Nadia sorride sempre, e forse è questa la sua forza. Ha girato tutta Italia per cercare lavoro: Palermo, Napoli, Bologna e molte altre città. È arrivata a Firenze un anno fa. Il lavoro non l’ha trovato, ma ha deciso di rimanere. “Senza il Movimento saremmo in strada”, spiega. Nel palazzo occupato ci sono dodici donne: nigeriane, romene, marocchine e anche tre italiane. Chiedono aiuto alla Caritas per il cibo o a fine giornata, nei bar, raccolgono quello che avanza; oppure al mercato di Novoli alle cinque del mattino. Da Via Bardazzi spesso vanno ancora nella zona di Via Capponi a cercare da mangiare, nei luoghi che ormai conoscono dopo un’occupazione durata più di sei mesi.
Il suo bambino va a scuola tutti giorni, a Lastra a Signa, in treno, autobus o tramvia, senza biglietto, con la paura nel sangue. Ma è importantissimo imparare l’italiano e istruirsi, osserva Nadia: “Noi non abbiamo studiato e forse è anche per questo che non troviamo lavoro”.
Altre due donne si avvicinano per raccontarsi. “Se ci fosse il lavoro, noi pagheremmo l’affitto”, afferma Heida come a volersi discolpare: è a Firenze da 4 anni dopo un matrimonio finito male anche a causa della crisi. Viveva a Perugia con il marito, poi lui ha perso il lavoro ed è tornato dai suoi genitori. Lei se n’è andata. “Il Movimento ci aiuta”. All’Hotel occupato si trova bene. Un’altra donna aggiunge: “Meglio questo di niente.”
Una diatriba con il proprietario del ristorante “Movida”, al pianterreno proprio sotto ai locali occupati, rende tutto più difficile.

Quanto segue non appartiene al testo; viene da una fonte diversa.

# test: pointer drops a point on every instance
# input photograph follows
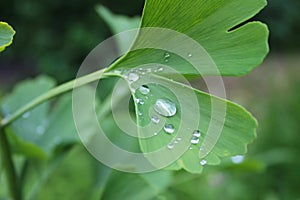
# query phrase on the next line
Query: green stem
(11, 174)
(53, 93)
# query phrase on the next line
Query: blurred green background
(53, 37)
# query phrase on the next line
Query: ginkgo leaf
(179, 126)
(6, 35)
(213, 25)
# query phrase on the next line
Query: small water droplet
(132, 77)
(155, 119)
(167, 55)
(165, 107)
(203, 162)
(117, 71)
(26, 115)
(169, 128)
(171, 145)
(237, 159)
(144, 89)
(40, 130)
(194, 140)
(140, 101)
(160, 69)
(197, 133)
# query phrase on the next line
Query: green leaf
(214, 25)
(226, 128)
(6, 35)
(38, 132)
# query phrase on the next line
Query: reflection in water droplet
(144, 89)
(132, 77)
(196, 133)
(165, 107)
(203, 162)
(237, 159)
(171, 145)
(169, 128)
(26, 115)
(194, 140)
(155, 119)
(160, 69)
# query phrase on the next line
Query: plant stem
(11, 174)
(53, 93)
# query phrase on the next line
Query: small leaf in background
(39, 131)
(118, 24)
(6, 35)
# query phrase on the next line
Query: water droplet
(167, 55)
(237, 159)
(203, 162)
(40, 130)
(171, 145)
(132, 77)
(160, 69)
(197, 133)
(194, 140)
(26, 115)
(165, 107)
(117, 71)
(140, 101)
(144, 89)
(169, 128)
(155, 119)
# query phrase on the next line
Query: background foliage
(62, 33)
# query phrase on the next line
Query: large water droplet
(169, 128)
(144, 89)
(194, 140)
(237, 159)
(155, 119)
(171, 145)
(165, 107)
(132, 77)
(26, 115)
(197, 133)
(203, 162)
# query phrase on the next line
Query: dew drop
(40, 130)
(132, 77)
(26, 115)
(237, 159)
(169, 128)
(197, 133)
(144, 89)
(194, 140)
(171, 145)
(203, 162)
(155, 119)
(165, 107)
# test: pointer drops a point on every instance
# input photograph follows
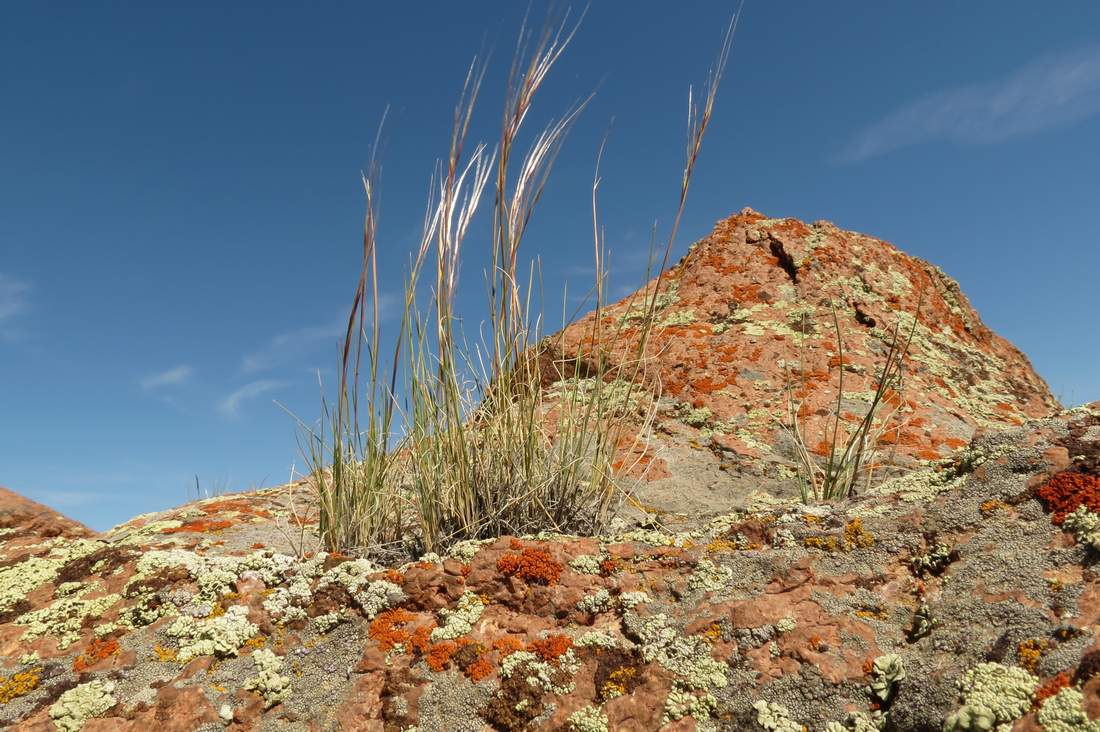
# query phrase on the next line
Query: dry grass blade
(480, 449)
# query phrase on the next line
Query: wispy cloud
(1049, 91)
(231, 405)
(169, 378)
(13, 301)
(287, 346)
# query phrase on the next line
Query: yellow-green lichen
(80, 703)
(992, 695)
(65, 619)
(268, 681)
(1065, 712)
(461, 620)
(587, 719)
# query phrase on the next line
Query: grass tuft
(438, 440)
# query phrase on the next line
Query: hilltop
(958, 591)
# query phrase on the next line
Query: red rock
(30, 517)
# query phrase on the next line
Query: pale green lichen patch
(587, 719)
(678, 318)
(686, 702)
(992, 695)
(213, 636)
(74, 708)
(608, 397)
(19, 580)
(887, 672)
(268, 681)
(65, 619)
(541, 675)
(586, 564)
(776, 718)
(1086, 527)
(1065, 712)
(461, 620)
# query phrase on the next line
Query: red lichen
(1067, 491)
(531, 565)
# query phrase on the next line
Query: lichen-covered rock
(961, 596)
(74, 708)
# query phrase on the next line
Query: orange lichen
(386, 629)
(552, 647)
(440, 653)
(1068, 491)
(234, 505)
(990, 505)
(479, 669)
(97, 651)
(507, 645)
(420, 638)
(19, 684)
(856, 536)
(616, 684)
(531, 565)
(1031, 652)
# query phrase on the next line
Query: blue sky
(180, 205)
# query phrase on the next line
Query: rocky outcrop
(22, 515)
(750, 309)
(958, 593)
(967, 588)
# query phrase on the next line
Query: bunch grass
(439, 439)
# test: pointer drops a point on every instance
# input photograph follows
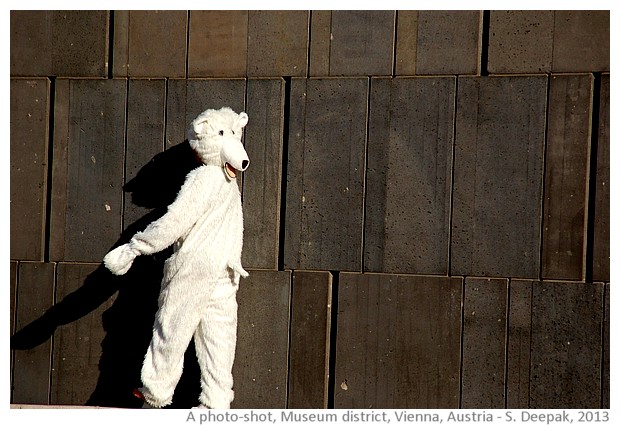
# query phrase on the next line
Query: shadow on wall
(128, 323)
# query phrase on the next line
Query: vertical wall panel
(311, 312)
(89, 152)
(409, 178)
(151, 44)
(278, 43)
(218, 42)
(146, 106)
(325, 183)
(13, 309)
(398, 341)
(601, 237)
(449, 42)
(406, 42)
(519, 339)
(320, 32)
(188, 98)
(606, 375)
(484, 342)
(362, 43)
(520, 41)
(35, 295)
(77, 345)
(262, 181)
(59, 43)
(581, 41)
(499, 148)
(29, 165)
(567, 321)
(566, 177)
(261, 362)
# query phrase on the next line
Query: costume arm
(181, 215)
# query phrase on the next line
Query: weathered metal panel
(498, 176)
(29, 167)
(218, 43)
(325, 183)
(484, 342)
(262, 182)
(566, 177)
(261, 362)
(311, 313)
(398, 341)
(89, 156)
(409, 175)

Il gestore avrebbe accusato una perdita d’acqua e avrebbe chiuso i rubinetti dei tubi situati in cantina. Il ristorante è sempre stato pieno, sia ora che prima, sostengono le donne. Ma senza acqua per la doccia, a maggior ragione con il caldo, gli occupanti chiedono che si prendano provvedimenti.
Si avvicina anche una ragazzina: è timida, nasconde la bocca dietro la collana. La madre dice sorridendo: “Non posso farle cambiare scuola, anche se ci siamo spostati”. Ormai ha i suoi amici, la sua classe. È italiana in tutto e per tutto. Resterà in Italia. E ha il diritto di avere una casa.